Learning Rate in a Neural Network explained

video

expand_more

text

expand_more

Learning rates and neural networks

In this post, we'll be discussing the learning rate, and we'll see how it's used when we train a neural network.

In our previous post on what it means for an artificial neural network to learn, we briefly mentioned the learning rate as a number that we multiply our resulting gradient by. Let's go more into that idea now.

Introducing the learning rate

We know that the objective during training is for SGD to minimize the loss between the actual output and the predicted output from our training samples. The path towards this minimized loss is occurring over several steps.

Recall that we start the training process with arbitrarily set weights, and then we incrementally update these weights as we move closer and closer to the minimized loss.

Now, the size of these steps we're taking to reach our minimized loss is going to depend on the learning rate. Conceptually, we can think of the learning rate of our model as the step size.

Before going further, let's first pause for a quick refresher. We know that during training, after the loss is calculated for our inputs, the gradient of that loss is then calculated with respect to each of the weights in our model.

Once we have the value of these gradients, this is where the idea of our learning rate comes in. The gradients will then get multiplied by the learning rate.

gradients * learning rate

This learning rate is a small number usually ranging between 0.01 and 0.0001, but the actual value can vary, and any value we get for the gradient is going to become pretty small once we multiply it by the learning rate.

Updating the network's weights

Alright, so we get the value of this product for each gradient multiplied by the learning rate, and we then take each of these values and update the respective weights by subtracting this value from them.

new weight = old weight - (learning rate * gradient)

We ditch the previous weights that were set on each connection and update them with these new values.

dumbbells that represent network weights

The value we choose for the learning rate is going to require some testing. The learning rate is another one of those hyperparameters that we have to test and tune with each model before we know exactly where we want to set it, but as mentioned earlier, a typical guideline is to set it somewhere between 0.01 and 0.0001.

When setting the learning rate to a number on the higher side of this range, we risk the possibility of overshooting. This occurs when we take a step that's too large in the direction of the minimized loss function and shoot past this minimum and miss it.
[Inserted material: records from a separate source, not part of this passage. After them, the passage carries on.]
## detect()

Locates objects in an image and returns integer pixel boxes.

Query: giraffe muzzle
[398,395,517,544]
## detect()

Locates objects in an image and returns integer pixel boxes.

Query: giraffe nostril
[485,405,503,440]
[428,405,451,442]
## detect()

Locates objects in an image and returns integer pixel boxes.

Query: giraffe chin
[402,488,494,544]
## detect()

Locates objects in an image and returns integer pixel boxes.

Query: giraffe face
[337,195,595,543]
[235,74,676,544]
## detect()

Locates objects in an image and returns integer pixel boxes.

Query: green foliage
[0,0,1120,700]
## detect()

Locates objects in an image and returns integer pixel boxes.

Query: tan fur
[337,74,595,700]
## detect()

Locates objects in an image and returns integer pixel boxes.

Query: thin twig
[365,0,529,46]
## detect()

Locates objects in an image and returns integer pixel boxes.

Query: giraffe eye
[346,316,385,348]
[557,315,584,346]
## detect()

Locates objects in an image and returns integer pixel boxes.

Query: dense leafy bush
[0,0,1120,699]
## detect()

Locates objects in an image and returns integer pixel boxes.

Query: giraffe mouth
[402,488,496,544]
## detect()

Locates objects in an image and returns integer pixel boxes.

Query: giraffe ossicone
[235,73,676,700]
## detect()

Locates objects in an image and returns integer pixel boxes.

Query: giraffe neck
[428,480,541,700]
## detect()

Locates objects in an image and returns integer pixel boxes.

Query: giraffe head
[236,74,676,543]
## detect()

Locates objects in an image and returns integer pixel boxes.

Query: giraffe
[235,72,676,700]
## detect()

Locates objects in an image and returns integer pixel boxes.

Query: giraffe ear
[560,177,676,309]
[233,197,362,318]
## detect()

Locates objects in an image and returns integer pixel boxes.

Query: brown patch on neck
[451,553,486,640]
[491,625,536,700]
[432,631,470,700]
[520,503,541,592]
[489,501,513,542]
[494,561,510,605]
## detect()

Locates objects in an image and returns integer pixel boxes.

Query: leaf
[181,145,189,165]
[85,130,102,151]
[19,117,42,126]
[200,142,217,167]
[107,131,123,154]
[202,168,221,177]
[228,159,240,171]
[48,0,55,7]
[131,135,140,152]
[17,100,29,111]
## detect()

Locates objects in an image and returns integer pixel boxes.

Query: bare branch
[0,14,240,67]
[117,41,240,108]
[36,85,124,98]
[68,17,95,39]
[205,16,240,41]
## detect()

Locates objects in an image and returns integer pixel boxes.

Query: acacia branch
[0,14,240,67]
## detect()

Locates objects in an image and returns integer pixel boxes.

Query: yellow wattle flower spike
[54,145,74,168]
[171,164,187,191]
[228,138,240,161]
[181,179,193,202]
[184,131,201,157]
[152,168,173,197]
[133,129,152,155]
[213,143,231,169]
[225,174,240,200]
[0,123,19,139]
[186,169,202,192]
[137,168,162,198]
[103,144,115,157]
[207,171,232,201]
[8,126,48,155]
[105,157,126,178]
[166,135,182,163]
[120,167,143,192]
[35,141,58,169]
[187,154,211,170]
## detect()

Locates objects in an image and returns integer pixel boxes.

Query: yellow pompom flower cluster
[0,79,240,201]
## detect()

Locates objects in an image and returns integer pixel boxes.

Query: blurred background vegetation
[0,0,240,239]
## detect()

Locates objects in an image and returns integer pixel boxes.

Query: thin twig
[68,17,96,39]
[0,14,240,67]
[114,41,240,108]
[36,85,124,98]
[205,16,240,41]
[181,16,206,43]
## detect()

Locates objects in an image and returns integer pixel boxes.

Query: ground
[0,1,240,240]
To avoid this, we can set the learning rate to a number on the lower side of this range. With this option, since our steps will be really small, it will take us a lot longer to reach the point of minimized loss.

Overall, the act of choosing between a higher learning rate and a lower learning rate leaves us with this kind of trade-off idea.

Alright, so now we should have an idea about what the learning rate is and how it fits into the overall process of training.

Let's see how we can specify the learning rate in code using Keras.

Learning rates in Keras

This is the model that we've used in previous posts.

model = Sequential([
    Dense(units=16, input_shape=(1,), activation='relu'),
    Dense(units=32, activation='relu', kernel_regularizer=regularizers.l2(0.01)),
    Dense(units=2, activation='sigmoid')
])

model.compile(
    optimizer=Adam(learning_rate=0.0001), 
    loss='sparse_categorical_crossentropy', 
    metrics=['accuracy']
)

With the line where we're compiling our model, we can see that the first parameter we're specifying is our optimizer. In this case, we're using Adam as the optimizer for this model.

Now to our optimizer, we can optionally pass our learning rate by specifying the learning_rate parameter. We can see that here we're specifying 0.0001 as the learning rate.

We mentioned that this learning_rate parameter is optional. If we don't explicitly set it, then the default learning rate that Keras has assigned to this particular optimizer will be set. To see what this default learning rate is, you'll need to check the Keras documentation for the optimizer you're specifying.

There's also another way we can specify the learning rate. After compiling our model, we can set the learning rate by setting model.optimizer.learning_rate to our designated value.

model.optimizer.learning_rate = 0.01

Here we can see that we're setting it to 0.01. Now, if we print the value of our learning rate, we can see it has now changed from .0001 to .01.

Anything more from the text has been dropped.